Here’s one. What does a Buddhist monk and a soccer player have in common? Both exercise incredibly strict mental and physical discipline and neither scores very often. Ba-da-BING!!! Oh, hey, I got a million of ’em! Buddhist monks and soccer might seem like an odd juxtaposition…okay, it IS an odd juxtaposition, but it works surprisingly well in this sweet but slow film from Khyentse Norbu. Exiled to a monastery in India, a group of Tibetan refugees struggles to carry on Buddha’s will under the wise and kindly guidance of their abbot and the steel hand of his somber acolyte Geko (Orgyen Tobgyal). The outside world inevitably encroaches upon this enclave, especially affecting the youngest trainees. For Orgyen (Jamyang Lodro), a particularly charismatic, strong-willed and resourceful little devil, that encroachment has taken the form of a serious fixation on soccer.

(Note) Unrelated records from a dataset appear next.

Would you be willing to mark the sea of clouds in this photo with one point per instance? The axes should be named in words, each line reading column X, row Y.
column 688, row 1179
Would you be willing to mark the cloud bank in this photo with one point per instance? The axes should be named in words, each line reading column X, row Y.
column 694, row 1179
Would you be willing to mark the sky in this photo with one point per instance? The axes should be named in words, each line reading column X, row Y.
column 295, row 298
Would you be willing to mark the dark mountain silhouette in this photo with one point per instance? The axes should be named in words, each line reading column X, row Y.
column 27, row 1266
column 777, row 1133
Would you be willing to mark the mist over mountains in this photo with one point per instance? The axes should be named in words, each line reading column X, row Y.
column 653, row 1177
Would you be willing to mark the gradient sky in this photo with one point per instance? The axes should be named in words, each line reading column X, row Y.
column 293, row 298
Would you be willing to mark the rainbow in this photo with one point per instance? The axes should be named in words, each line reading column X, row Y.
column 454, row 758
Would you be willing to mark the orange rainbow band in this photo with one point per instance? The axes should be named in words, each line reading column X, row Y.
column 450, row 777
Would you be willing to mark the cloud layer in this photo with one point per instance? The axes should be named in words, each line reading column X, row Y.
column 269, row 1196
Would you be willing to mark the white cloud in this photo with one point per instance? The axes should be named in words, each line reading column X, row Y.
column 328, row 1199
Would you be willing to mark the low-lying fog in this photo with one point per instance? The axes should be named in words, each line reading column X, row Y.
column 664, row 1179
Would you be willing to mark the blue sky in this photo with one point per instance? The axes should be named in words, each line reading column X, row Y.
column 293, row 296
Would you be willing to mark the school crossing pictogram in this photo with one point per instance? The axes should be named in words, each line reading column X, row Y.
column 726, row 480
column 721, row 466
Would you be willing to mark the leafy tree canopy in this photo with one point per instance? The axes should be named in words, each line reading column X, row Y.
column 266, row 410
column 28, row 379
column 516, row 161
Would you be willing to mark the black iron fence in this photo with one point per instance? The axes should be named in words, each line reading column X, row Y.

With the World Cup, soccer’s quadrennial Super Bowl tournament, under way, Orgyen’s obsession is running at a fever pitch. Risking Geko’s wrath — and the prospect of months of kitchen duty — he sneaks out of the compound every night, occasionally with a few co-conspirators, to watch the early round matches in town. When Geko busts him one night, however, it places his plans to watch the Finals in serious jeopardy. Exercising the sort of resourcefulness that has kept the monks in business despite years of Chinese occupation, Orgyen pitches closet soccer fan Geko on a scheme to bring the Finals between Brazil and France and, by extension, the outside world, to the heart of the monastery via satellite television. “The Cup” is a perfect film for parents to take their kids to. Of course, since nothing blows up, there’s no sex, nudity, or violence and the film unspools at the same stately pace as life in a monastery, today’s kids (and most of today’s adults) would be squirming in their seats before the monks finish their first meditation. That’s a shame, because this is an educational film by default; an absolutely fascinating study of these monks’ day to day routines as well as their (to an outsider) exotic rituals and ancient ceremonies. “The Cup” also puts poignant faces to all of those “Free Tibet” bumper stickers out there, without being preachy about it, while firing a shot across the bow of our culture’s rampant consumerism at the same time. In the same way a parent’s recollection of getting a nickel allowance to buy candy once a week or receiving only one present for Christmas — and being thankful for that — “The Cup” serves as a simple yet eloquent reminder not to take our disposable diversions for granted. That’s easier said than done in this age of instant gratification, where we can munch a 7-11 chili-cheese dog at 4:30 in the morning while watching World Cup highlights on ESPN-2. Orgyen would take Brazil minus a goal in a Shoot-Out.